Desde 1 de janeiro, Košice ostenta o título de Capital Europeia da Cultura – "Európske hlavné mesto kultúry", em eslovaco. Designação complicada, que é frequentemente substituída pela sigla EHMK. Pela pronúncia, a palavra parece saída de linguagem de computador. Ou talvez uma dúvida – "Hum, Košice."
Košice não é uma cidade vulgar. Em primeiro lugar, é a única verdadeira cidade da Eslováquia, depois de Bratislava. Verdadeira no sentido de, passadas 18 horas, não nos sentirmos a viver num museu abandonado e onde podemos assistir, na mesma noite, a um concerto de jazz, à estreia de uma ópera e a uma festa techno. Uma cidade que não tem apenas um visual, mas também um odor e uma vibração especiais.
Há que ver que Košice não é propriamente uma cidade eslovaca. Não que não nos consigamos fazer entender, se falarmos eslovaco. Mas trata-se, na verdade, de um [antigo] burgo do Reino da Hungria, uma cidade cosmopolita. Facilmente se encontram cafés onde serve kotyogó, um café forte húngaro, e a qualidade dos restaurantes excede em muito a média nacional.
‘Genius loci’ remains
É uma cidade onde as pessoas ainda vão passear para a praça principal e onde convivem em relativa harmonia eslovacos, húngaros e checos. Košice é a cidade eslovaca que acolhe o maior número de checos, graças à siderurgia e à escola de aviação militar. E apesar de todos os esforços de engenharia social que imaginar se possa, os ciganos ainda vivem no centro da cidade e não apenas nas torres do bairro Lunik IX [no subúrbio do sudoeste], os guetos ciganos mais famosos da Eslováquia. Só faltam os judeus. Deixaram quatro sinagogas, dois cemitérios e um “genius loci”, um espírito do lugar, que as pessoas sensíveis ainda conseguem detetar.

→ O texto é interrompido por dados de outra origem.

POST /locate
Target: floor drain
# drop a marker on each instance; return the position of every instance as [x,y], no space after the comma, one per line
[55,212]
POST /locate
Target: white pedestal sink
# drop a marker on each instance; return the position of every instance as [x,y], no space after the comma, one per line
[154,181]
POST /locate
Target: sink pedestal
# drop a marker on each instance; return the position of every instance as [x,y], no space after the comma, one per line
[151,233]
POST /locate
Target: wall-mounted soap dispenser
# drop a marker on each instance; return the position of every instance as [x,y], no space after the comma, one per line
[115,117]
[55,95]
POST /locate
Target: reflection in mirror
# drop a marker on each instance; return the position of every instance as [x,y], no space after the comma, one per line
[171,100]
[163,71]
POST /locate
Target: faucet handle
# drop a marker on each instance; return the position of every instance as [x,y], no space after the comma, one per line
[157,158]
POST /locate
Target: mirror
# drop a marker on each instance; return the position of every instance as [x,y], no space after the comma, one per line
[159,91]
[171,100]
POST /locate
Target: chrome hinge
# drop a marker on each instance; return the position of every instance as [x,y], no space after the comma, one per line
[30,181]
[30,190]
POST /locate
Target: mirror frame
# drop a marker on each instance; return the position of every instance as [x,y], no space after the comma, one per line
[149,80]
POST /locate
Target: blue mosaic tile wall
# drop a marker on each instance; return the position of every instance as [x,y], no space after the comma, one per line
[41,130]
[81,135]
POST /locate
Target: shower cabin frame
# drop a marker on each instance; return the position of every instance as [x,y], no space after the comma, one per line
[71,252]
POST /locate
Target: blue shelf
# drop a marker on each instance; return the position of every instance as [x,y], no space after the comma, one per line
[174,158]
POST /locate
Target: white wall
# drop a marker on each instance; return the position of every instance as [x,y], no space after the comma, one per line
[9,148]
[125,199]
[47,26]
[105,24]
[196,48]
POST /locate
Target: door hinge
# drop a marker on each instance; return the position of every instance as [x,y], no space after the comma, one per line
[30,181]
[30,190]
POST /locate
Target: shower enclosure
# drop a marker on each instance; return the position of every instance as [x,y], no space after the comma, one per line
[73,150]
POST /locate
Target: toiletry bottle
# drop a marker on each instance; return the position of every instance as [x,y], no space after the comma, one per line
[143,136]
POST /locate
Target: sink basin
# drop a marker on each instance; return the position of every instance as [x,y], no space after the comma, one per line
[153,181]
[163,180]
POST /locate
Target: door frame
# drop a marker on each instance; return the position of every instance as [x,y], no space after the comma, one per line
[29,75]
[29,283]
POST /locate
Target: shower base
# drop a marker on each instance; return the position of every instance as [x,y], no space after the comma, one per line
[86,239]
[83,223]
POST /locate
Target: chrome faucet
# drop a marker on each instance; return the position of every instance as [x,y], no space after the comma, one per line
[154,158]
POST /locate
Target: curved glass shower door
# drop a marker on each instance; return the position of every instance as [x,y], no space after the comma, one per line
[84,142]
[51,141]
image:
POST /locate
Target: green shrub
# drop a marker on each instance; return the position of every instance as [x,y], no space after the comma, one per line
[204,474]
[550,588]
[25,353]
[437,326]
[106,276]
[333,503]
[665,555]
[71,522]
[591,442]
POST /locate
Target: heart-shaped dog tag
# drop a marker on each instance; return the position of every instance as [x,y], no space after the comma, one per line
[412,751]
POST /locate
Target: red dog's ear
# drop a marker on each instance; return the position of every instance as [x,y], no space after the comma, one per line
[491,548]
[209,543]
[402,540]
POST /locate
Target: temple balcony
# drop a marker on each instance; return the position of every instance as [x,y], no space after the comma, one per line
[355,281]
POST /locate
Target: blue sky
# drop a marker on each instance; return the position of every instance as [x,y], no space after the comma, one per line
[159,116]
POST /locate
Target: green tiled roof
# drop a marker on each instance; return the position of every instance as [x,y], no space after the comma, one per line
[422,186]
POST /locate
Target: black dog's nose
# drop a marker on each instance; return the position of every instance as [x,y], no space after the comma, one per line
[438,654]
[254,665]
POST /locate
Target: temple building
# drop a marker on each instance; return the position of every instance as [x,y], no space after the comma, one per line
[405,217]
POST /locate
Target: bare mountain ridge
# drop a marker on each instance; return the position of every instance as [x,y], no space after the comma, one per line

No contexto da atribuição do título de Capital Europeia da Cultura a Košice, reportamo-nos ao fortalecimento da cultura local, ao apoio às atividades criativas e ao uso dos fundos comunitários para o desenvolvimento de infraestruturas culturais. Mas o projeto tem vindo a acumular equívocos.
E não nos estamos a referir apenas ao afastamento de Zora Jaurová, a talentosa (e ambiciosa) responsável cultural e cofundadora do projeto, nem às notícias quase quotidianas nos jornais sobre diversas suspeitas que envolvem a realização, nem às pressões que são exercidas nos bastidores. Há realmente outros problemas bem patentes.
Countdown underway
Nos próximos dias 19 e 20 de janeiro, será lançado com grande pompa o projeto EHMK. A instalação do grupo de artistas de Košice, os Kassaboys, estava para participar na contagem regressiva que marca o início do evento. Os seus membros espalharam por toda a cidade explosivos fictícios acompanhados de recortes de jornais relacionados com a corrupção de funcionários locais, que integraram numa contagem regressiva numa versão à James Bond. Mas durante as festas de Natal, alguém "modificou" a instalação, de modo a tornar ilegíveis os nomes mencionados nos artigos de jornal.
A cidade difundiu posteriormente o programa da cerimónia de abertura. O cantor norte-americano Jamiroquai vai ser a principal estrela (embora ainda ninguém tenha conseguido estabelecer a relação de Košice com ele, cujos dias de glória remontam à primeira metade dos anos de 1990). E como esse cantor não está atualmente em digressão, os custos do concerto foram revistos em alta. Não haja preocupações, que dinheiro não é um problema para o EHMK. O organizador recebeu €250 mil.
A cereja no cimo do bolo é Anna Gaja, cantora conhecida pelos seus ousados vídeos promocionais, que também deve participar na festa. Diga-se, de passagem, que é a esposa do presidente da Câmara de Košice-Norte.
Naturalmente, o projeto EHMK apresenta muitos eventos culturais de qualidade e talvez até alguns dos investimentos em infraestruturas artísticas se venham a revelar úteis. Košice vai sobreviver. Mas, mesmo assim, tudo isto é um pouco estranho. Ehmk (Hum), Košice?